Хорошенький вопросик. Кому лучше знать, чем ей?
— Если вам будет угодно, мадам.
Меня впускают в комнату, что-то вроде гостиной. С сувенирами из Индокитая. Входит Дюгомье.
— Вы?
Очевидно.
— Вы отъявленный негодяй, — сразу бросает он мне.
Вот и он тоже принялся ругать меня. Ах! Странный я все-таки был рогоносец. Если бы не Мазюры…
— Господин Виктор, — говорю я, — неужели вы настолько мало уважаете вашу любовницу, что не хотите совсем уважать ее мужа?
Он отвесил мне легкий поклон.
— Вы правы.
Система. С этим человеком достаточно просто было прибегнуть к системе. Слова. Как намордники. Как наручники.
— Тем более что я пришел к вам по вопросу, который касается моей жены. И даже от ее лица.

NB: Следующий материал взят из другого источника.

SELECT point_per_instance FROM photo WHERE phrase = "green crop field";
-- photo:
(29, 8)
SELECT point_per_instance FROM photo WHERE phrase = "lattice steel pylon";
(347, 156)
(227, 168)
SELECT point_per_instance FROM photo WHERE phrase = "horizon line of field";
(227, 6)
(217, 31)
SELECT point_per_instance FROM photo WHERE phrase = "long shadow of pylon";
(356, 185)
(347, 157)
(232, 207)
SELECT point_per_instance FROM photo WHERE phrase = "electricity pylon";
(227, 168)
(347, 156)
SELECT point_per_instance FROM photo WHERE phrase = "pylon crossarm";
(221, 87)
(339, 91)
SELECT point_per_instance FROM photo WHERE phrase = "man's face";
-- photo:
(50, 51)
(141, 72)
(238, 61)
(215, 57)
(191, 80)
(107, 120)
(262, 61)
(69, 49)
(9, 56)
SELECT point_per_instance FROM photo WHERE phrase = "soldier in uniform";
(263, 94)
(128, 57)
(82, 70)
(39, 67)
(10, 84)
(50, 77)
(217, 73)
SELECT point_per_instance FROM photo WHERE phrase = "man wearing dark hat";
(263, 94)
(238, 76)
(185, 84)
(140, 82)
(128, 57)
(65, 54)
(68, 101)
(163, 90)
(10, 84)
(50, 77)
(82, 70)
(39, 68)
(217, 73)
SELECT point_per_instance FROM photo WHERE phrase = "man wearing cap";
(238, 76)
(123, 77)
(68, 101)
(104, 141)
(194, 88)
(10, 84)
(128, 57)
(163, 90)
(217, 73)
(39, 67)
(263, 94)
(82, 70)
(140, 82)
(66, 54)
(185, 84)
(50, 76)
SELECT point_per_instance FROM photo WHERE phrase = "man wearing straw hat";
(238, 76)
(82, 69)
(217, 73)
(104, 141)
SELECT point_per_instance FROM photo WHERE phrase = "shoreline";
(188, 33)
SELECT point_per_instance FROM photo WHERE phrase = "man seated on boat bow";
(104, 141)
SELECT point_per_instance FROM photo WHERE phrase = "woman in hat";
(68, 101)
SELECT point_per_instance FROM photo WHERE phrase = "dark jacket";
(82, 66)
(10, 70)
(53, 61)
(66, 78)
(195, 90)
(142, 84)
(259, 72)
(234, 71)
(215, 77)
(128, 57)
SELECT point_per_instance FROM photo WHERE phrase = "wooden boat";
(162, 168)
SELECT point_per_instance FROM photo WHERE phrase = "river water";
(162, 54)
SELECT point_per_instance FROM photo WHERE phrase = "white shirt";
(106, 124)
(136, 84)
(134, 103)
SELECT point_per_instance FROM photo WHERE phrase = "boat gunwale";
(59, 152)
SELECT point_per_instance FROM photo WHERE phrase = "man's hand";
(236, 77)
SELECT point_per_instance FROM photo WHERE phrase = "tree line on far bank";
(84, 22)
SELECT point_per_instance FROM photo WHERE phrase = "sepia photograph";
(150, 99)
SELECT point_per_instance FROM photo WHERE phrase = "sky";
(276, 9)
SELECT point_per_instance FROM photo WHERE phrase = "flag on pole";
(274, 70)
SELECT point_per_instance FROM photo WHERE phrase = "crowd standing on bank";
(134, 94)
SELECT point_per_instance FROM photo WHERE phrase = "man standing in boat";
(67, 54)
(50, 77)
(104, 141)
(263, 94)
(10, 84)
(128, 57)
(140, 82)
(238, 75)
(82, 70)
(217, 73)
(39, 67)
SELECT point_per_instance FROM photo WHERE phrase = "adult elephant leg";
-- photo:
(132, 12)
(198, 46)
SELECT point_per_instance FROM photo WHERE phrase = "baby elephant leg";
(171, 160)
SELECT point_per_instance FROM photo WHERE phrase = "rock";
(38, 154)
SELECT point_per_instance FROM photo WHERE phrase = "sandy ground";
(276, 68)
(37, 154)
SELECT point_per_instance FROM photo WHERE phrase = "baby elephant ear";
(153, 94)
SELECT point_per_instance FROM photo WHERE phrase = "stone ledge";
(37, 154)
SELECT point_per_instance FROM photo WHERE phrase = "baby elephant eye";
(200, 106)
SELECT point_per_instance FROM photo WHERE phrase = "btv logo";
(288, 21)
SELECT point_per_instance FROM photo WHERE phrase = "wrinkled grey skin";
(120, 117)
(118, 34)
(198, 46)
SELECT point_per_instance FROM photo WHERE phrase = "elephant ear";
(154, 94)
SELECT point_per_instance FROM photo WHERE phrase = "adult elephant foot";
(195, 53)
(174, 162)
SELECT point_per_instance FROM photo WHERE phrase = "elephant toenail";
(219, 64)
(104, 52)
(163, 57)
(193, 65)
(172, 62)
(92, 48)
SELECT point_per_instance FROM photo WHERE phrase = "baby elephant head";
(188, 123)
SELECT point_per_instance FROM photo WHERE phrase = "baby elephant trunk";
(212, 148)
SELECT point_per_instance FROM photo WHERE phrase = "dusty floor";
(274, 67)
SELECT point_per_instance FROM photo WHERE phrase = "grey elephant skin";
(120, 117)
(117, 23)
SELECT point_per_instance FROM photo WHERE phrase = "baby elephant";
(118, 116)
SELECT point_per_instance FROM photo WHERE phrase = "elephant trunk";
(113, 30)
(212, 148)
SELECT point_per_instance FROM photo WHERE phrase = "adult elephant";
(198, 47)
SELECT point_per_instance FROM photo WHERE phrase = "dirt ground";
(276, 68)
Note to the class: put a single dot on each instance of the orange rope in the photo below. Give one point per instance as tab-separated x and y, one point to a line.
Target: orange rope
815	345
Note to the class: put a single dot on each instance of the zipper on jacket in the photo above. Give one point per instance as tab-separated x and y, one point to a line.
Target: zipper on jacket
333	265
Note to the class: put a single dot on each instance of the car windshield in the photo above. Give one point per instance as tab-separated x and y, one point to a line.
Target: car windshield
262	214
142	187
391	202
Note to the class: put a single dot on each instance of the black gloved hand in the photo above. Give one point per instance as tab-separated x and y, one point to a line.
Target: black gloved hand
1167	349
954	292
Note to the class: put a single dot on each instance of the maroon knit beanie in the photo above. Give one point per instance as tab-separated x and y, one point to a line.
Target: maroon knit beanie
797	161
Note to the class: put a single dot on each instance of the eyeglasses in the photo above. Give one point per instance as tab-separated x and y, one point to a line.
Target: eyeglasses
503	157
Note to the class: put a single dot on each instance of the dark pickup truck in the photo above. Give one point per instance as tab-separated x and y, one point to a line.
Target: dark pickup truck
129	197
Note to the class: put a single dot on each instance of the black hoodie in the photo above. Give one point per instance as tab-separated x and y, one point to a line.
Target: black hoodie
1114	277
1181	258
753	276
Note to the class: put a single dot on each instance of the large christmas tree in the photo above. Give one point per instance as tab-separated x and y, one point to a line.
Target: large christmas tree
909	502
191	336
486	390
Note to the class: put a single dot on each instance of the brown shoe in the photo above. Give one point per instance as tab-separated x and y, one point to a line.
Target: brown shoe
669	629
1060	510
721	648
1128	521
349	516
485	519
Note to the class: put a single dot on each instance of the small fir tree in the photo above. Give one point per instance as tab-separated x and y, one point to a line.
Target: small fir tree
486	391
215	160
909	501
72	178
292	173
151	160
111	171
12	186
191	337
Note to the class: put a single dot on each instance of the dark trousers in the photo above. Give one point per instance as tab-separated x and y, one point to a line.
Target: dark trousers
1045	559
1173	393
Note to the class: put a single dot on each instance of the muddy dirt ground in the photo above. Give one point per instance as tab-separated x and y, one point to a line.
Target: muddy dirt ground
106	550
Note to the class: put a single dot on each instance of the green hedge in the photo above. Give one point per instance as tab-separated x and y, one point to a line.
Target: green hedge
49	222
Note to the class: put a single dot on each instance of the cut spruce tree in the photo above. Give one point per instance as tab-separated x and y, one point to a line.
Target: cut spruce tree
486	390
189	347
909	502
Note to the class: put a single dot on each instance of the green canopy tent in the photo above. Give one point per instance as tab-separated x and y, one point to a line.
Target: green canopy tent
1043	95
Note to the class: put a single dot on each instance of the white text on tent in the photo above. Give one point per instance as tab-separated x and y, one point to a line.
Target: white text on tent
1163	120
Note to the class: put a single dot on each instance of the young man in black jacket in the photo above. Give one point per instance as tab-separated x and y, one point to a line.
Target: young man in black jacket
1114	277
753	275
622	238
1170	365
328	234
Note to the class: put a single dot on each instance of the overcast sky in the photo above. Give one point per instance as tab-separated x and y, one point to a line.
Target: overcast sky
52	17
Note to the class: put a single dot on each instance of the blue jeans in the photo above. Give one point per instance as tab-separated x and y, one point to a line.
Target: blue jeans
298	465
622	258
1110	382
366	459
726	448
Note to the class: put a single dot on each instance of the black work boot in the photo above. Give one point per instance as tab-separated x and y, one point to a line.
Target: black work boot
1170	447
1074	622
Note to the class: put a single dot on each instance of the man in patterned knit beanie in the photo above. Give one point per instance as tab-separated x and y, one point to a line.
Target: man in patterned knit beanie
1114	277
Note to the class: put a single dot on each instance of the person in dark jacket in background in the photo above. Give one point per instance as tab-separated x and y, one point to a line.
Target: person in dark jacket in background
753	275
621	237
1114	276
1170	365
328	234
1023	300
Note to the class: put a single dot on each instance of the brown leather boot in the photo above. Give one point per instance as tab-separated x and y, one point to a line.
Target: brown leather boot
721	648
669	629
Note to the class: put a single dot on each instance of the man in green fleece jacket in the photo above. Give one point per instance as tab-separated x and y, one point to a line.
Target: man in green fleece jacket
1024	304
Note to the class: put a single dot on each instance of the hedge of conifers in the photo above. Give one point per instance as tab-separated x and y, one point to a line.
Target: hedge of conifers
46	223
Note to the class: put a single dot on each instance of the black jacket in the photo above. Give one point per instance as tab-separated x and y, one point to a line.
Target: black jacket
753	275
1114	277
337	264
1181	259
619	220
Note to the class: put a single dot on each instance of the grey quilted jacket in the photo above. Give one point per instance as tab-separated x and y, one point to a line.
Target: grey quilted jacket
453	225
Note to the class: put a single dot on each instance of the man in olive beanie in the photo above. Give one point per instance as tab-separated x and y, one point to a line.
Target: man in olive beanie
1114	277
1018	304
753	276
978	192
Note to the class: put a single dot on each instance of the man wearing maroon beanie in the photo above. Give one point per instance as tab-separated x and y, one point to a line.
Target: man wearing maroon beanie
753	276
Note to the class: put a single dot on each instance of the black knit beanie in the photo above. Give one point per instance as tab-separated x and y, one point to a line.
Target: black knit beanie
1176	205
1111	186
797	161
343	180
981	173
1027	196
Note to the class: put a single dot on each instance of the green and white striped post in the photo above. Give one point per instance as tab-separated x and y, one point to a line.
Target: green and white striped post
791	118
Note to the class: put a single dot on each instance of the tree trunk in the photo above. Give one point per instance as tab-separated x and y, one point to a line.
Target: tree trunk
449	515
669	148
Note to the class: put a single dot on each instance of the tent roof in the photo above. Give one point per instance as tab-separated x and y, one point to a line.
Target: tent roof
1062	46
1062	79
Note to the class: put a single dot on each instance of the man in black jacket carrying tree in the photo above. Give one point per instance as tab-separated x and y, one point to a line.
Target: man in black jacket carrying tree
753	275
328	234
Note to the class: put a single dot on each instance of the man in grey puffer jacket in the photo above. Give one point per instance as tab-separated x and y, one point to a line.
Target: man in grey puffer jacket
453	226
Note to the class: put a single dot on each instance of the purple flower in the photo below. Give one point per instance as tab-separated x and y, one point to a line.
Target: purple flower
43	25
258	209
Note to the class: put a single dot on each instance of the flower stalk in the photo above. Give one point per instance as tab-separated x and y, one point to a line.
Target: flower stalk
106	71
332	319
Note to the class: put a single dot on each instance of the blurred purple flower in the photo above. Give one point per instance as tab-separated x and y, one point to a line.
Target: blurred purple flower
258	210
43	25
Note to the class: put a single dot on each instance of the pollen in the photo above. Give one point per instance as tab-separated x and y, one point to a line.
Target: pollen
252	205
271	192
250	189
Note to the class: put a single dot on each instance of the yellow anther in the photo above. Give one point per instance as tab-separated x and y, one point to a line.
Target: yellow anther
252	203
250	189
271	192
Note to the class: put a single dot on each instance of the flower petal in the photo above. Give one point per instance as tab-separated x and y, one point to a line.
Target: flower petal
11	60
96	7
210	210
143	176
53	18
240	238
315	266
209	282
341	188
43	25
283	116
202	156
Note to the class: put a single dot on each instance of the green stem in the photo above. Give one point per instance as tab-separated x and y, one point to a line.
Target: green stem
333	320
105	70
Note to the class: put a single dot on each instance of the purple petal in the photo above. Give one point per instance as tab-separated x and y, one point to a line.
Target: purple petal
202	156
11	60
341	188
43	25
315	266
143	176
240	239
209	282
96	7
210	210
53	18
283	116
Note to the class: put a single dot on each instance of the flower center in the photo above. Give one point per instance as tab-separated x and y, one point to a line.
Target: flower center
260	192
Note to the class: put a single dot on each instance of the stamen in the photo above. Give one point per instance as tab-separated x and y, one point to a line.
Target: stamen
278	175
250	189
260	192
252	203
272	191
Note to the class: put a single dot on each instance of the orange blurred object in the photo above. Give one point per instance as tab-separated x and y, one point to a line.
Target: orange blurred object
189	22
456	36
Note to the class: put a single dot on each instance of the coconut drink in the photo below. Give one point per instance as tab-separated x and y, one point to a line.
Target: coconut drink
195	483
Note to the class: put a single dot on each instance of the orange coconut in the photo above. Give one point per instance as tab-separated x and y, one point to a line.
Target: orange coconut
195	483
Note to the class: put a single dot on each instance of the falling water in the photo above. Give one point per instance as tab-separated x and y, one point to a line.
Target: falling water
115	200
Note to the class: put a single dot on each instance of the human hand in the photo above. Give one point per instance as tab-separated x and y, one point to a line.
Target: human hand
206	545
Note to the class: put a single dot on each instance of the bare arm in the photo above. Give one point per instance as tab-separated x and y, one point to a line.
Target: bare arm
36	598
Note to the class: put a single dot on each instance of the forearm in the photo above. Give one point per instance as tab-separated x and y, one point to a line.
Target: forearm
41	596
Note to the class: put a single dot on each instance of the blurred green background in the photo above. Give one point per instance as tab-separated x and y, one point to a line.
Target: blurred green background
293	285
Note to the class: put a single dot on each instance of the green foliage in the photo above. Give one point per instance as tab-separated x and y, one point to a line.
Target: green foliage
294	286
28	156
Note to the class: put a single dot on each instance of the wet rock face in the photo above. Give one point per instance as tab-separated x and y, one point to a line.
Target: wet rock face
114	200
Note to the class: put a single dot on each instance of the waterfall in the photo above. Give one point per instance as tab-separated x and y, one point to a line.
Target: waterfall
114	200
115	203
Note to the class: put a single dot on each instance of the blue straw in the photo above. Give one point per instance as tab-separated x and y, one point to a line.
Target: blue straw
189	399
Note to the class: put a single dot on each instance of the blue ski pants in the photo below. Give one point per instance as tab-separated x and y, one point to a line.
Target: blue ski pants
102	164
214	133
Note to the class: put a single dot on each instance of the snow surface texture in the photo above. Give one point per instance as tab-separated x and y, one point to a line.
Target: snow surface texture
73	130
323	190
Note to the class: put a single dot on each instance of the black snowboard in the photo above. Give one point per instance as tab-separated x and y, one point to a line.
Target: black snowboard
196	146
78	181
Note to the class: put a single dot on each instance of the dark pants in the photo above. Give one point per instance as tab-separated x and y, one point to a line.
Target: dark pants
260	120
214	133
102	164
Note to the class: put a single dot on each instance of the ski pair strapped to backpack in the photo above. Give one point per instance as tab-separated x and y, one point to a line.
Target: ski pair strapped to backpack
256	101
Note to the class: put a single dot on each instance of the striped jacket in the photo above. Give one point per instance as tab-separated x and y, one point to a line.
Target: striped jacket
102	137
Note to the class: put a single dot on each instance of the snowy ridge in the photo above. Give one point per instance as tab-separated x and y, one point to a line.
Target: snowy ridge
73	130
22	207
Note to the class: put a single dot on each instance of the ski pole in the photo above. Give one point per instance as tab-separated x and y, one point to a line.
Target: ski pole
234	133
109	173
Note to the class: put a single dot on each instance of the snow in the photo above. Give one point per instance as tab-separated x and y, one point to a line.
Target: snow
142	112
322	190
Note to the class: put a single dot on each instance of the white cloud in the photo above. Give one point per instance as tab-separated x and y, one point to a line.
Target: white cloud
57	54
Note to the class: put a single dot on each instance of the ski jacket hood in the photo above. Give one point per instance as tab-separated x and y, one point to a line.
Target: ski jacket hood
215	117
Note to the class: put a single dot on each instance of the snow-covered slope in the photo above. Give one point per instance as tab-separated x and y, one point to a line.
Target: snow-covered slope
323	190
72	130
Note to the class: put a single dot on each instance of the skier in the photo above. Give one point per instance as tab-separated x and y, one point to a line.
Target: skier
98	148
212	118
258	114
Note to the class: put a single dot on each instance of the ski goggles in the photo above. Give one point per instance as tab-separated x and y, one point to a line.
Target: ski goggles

Я существовал. Я вновь обрел красноречие, легкость, НЕПРОИЗВОЛЬНОСТЬ, как в тот день, когда я застал их в постели. Бывают моменты, когда кажется, что в тебе начинает жить какое-то другое существо (нет, просто существо); что оно раздувается от каждого твоего жеста, от каждой твоей фразы и постепенно заполняет тебя до кончиков пальцев. Мы стояли друг против друга: Дюгомье и я, муж и любовник, каждый в своей роли, наполняя ее до предела, до закоулочков. Я чувствовал при этом, что это своего рода избавление, своего рода облегчение — стать, наконец, САМИМ СОБОЙ.
— Объясните, что вы имеете в виду, — сказал он.
Высокомерный, элегантный, руки в карманах пиджака. Домашнего пиджака, коричневого, с отворотами из черного атласа. У него был очень непринужденный вид. Слишком непринужденный. Я должен был вывести его из этой непринужденности. Я перехожу на просторечие.
— Коли взглянуть-то, месье Виктор, вы блудите с моей женкой.
— Я?
— А что, есть еще кто-то? Мы тогда с вами, значит, оба рогоносцы?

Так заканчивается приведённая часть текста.